Vejamos: houve uma greve de cobradores. Dois meses depois, ocorreu aumento na tarifa. Isso é uma "interpretação" ou um "fato", histórico, datado, que pode ser pesquisado nos jornais? Se ocorre uma guerra nuclear e todos morremos, os alienígenas que chegarem poderão verificar o que diz a campanha lendo os jornais que restarem e simplesmente chegarão à mesma inescapável conclusão. Mas "entidades sindicais", que tungam uma "contribuição" obrigatória (perdoe-se lá o oxímoro, é assim que eles dizem) do trabalhador, usam esse dinheiro para proibir que sejam ditos dois fatos - a greve e o aumento subseqüente da tarifa:

Em nota, o órgão disse ver na campanha "um ato antissindical e abuso de direito por parte dos anunciantes". "A campanha ataca diretamente o direito constitucional de greve assegurado aos trabalhadores brasileiros."

A ação civil pública pede também que as entidades financiadoras sejam condenadas a pagar R$ 10 milhões em danos morais coletivos.

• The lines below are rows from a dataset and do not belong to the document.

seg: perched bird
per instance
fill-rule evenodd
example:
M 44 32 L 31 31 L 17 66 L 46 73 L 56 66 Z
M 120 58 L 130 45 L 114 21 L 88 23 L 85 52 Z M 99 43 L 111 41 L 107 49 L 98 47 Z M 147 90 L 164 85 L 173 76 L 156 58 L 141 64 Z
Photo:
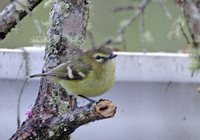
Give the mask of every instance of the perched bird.
M 93 47 L 76 59 L 62 63 L 47 73 L 31 75 L 47 77 L 67 91 L 81 97 L 95 97 L 108 91 L 115 81 L 115 63 L 109 47 Z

Ora, se narrar estes fatos em uma peça de meros 30 segundos exige tal amonta por danos morais coletivos, é porque os fatos em si é que são de uma moralidade absurdamente baixa. A peça não diz isso explicitamente: apenas apresenta os fatos e a conclusão mais óbvia do planeta fica por conta do espectador. Impedir isso é censura, bem típica das "greves de estudantes" (?!) que invadem reitorias, como mostra Gazeta do Povo:

greve_reitoria_ufpr.jpg

A greve, que paralisa a produção por tempo indeterminado, poderia ser "adequada" como última força. Afinal, ela obriga toda a população a prestar atenção na injustiça (verdadeira ou suposta) que acomete aqueles trabalhadores. E, se há injustiça e a greve é a solução mais cabível, não deve haver medo de qualquer fato relativo à divulgação dos dados relativos à greve. Aliás, é o que tentam fazer todas as centrais sindicais quando voltam ao batente: estufam o peito e mostram os resultados conquistados.

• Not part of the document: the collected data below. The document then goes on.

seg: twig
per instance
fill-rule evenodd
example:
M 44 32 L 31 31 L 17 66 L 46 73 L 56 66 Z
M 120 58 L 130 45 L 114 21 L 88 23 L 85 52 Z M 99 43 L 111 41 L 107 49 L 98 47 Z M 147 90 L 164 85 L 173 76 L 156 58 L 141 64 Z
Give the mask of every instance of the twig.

Não sendo as greves no país feitas sempre por injustiças, e quase nunca como a última medida cabível (percebem sua eficiência, embora preguem teorias de trabalho desvinculado, sem nunca entender a contradição), é fácil perceber como até os próprios trabalhadores precisam ser contidos à força para continuarem na greve - daí surge a figura do pelego, o negociador, e dos fura-greves. O que resta então é coibir que a transparência das informações chegue à população. Como nossos governos oscilaram entre populistas e verdadeiras ditaduras, não é de se surpreender que tenham dado tanto poder aos sindicalistas, que movimentam as massas quase como timoreiros.

Assim, se uma greve é feita por um motivo que não era suficiente para sua realização, simplesmente se parou de produzir por determinado tempo, e se recebe por aquele tempo. É uma "falha" no valor do trabalho ligado ao trabalho de outros que alguém precisa pagar - o jeito é que todos paguem um pouco. Resultado: aumento da passagem de ônibus após uma greve de cobradores. Por que afirmar o fato é "atentar contra o direito constitucional de greve assegurado aos trabalhadores brasileiros" e faz alguém ser tungado em R$10 milhões?

Uma coisa deveria ser tão clara que não deveria ser notícia, mas juntar causa e conseqüência por essas bandas já é uma revolução: assim como a greve custa, e alguém precisa pagá-la, se alguém quer esconder uma notícia, é porque ele não quer que descubram uma verdade que essa notícia escancara.